Access control models (MAC, DAC, ABAC) in Cybersecurity - Time & Space Complexity
We want to understand how the time it takes to check access permissions changes as the number of users and resources grows.
How does the system handle more users or rules without slowing down too much?
Analyze the time complexity of this simplified access check function.
function checkAccess(user, resource, action) {
for (let rule of accessRules) {
if (rule.appliesTo(user, resource, action)) {
return rule.isAllowed;
}
}
return false;
}
This code checks each access rule one by one to see if it applies to the user, resource, and action requested.
Look for loops or repeated checks in the code.
- Primary operation: Looping through all access rules.
- How many times: Once for each rule until a match is found or all rules are checked.
As the number of access rules grows, the time to check access grows too.
| Input Size (number of rules) | Approx.
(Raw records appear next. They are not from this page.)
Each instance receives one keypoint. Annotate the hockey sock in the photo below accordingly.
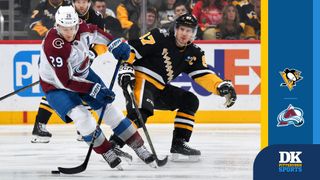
(86, 125)
(43, 116)
(101, 144)
(183, 125)
(128, 133)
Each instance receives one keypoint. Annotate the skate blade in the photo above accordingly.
(184, 158)
(80, 138)
(126, 159)
(153, 164)
(39, 139)
(119, 167)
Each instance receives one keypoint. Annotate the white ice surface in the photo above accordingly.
(228, 152)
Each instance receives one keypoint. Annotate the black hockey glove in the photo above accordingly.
(225, 89)
(126, 76)
(120, 49)
(102, 94)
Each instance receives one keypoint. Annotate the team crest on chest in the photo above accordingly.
(57, 43)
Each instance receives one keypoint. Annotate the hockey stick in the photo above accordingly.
(83, 166)
(159, 161)
(19, 90)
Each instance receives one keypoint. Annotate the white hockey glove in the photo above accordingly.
(126, 76)
(225, 89)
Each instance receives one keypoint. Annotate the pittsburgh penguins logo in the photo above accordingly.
(290, 77)
(57, 43)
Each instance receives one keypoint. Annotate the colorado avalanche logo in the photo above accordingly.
(57, 43)
(291, 115)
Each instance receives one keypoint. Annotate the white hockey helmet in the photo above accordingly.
(66, 16)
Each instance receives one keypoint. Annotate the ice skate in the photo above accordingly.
(145, 156)
(80, 137)
(40, 133)
(112, 159)
(123, 155)
(181, 151)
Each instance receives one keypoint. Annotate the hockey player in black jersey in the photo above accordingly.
(159, 58)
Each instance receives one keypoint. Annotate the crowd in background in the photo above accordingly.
(217, 19)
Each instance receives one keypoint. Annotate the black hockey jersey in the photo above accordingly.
(159, 60)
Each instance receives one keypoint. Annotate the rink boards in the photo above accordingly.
(238, 61)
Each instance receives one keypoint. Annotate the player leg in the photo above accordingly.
(69, 104)
(121, 126)
(126, 131)
(172, 98)
(39, 132)
(80, 137)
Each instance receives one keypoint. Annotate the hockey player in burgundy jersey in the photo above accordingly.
(90, 16)
(67, 80)
(161, 57)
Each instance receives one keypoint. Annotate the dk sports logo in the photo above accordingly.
(26, 72)
(291, 116)
(290, 78)
(290, 162)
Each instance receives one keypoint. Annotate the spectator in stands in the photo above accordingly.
(166, 13)
(230, 27)
(151, 23)
(253, 31)
(179, 8)
(128, 13)
(247, 13)
(152, 18)
(101, 6)
(42, 18)
(208, 13)
(111, 24)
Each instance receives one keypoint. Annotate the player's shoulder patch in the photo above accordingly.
(197, 49)
(58, 43)
(159, 34)
(98, 14)
(53, 41)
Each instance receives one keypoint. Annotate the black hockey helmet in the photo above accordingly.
(187, 20)
(89, 5)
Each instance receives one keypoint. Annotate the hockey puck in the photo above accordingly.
(55, 172)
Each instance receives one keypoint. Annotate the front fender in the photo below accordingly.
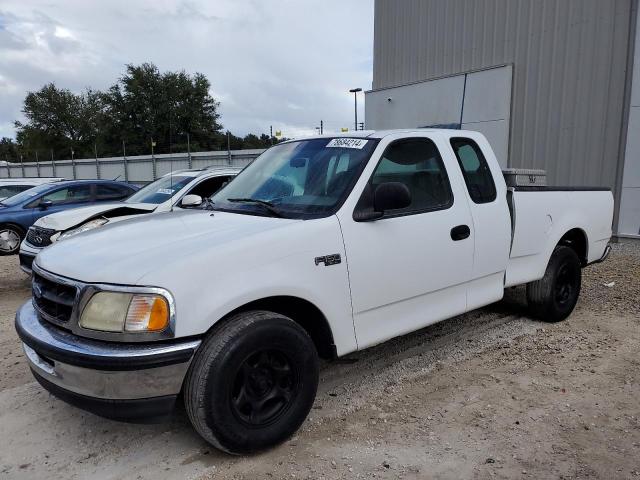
(214, 283)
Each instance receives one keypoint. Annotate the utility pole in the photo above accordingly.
(189, 151)
(124, 162)
(95, 154)
(73, 164)
(153, 159)
(355, 104)
(53, 164)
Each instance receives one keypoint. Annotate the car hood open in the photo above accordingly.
(68, 219)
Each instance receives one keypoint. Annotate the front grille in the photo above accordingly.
(26, 261)
(53, 300)
(39, 237)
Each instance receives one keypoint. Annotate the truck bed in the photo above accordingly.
(542, 215)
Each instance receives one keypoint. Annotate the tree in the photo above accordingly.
(170, 109)
(9, 150)
(61, 120)
(166, 107)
Operations (rule checks) |
|---|---|
| 10 | Up to 10 checks |
| 100 | Up to 100 checks |
| 1000 | Up to 1000 checks |
Pattern observation: The time grows roughly in direct proportion to the number of rules.
Time Complexity: O(n)
This means the time to check access grows linearly with the number of access rules.
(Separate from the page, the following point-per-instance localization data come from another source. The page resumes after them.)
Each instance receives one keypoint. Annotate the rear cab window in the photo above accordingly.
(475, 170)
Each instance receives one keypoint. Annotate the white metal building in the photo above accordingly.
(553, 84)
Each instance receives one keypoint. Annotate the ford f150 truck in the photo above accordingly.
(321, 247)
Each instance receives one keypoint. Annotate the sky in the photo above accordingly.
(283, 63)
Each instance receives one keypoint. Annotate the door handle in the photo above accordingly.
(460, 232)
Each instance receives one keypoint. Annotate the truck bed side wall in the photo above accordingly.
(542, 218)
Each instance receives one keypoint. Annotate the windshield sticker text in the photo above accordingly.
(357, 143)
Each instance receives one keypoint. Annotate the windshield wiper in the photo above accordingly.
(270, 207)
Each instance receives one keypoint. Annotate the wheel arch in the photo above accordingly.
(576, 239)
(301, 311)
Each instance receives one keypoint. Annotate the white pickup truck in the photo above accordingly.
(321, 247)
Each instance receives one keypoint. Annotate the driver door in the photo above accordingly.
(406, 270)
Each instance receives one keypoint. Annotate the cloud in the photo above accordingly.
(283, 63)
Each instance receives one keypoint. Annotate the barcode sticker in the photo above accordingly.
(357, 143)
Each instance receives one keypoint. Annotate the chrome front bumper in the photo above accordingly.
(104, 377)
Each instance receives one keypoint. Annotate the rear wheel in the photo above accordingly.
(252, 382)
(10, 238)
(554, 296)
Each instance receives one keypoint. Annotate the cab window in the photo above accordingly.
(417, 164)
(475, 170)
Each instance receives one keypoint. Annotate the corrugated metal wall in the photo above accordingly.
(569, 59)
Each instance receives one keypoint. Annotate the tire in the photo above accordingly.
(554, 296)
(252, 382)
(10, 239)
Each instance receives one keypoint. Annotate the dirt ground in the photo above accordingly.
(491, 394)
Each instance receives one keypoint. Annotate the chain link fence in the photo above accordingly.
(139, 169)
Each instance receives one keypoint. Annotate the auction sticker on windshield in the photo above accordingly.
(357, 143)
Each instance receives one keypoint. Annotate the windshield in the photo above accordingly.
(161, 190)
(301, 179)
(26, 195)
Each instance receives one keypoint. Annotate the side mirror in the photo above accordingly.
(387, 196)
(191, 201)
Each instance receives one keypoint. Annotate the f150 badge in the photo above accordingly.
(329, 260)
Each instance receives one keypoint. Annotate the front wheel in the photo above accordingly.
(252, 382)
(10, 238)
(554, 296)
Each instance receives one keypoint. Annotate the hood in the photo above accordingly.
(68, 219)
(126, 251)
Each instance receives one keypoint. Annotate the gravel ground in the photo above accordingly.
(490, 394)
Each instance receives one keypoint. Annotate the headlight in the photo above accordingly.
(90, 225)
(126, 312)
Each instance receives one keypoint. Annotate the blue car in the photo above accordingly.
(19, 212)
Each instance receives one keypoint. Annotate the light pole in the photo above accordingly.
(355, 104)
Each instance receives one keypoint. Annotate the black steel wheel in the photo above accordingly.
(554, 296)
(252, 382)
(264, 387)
[X] Wrong: "Checking access is always instant no matter how many rules there are."
[OK] Correct: Each rule must be checked until a match is found, so more rules mean more work and longer time.
Understanding how access checks scale helps you design systems that stay fast as they grow, a key skill in cybersecurity roles.
"What if access rules were organized in a way that lets us find the right rule without checking them all? How would that change the time complexity?"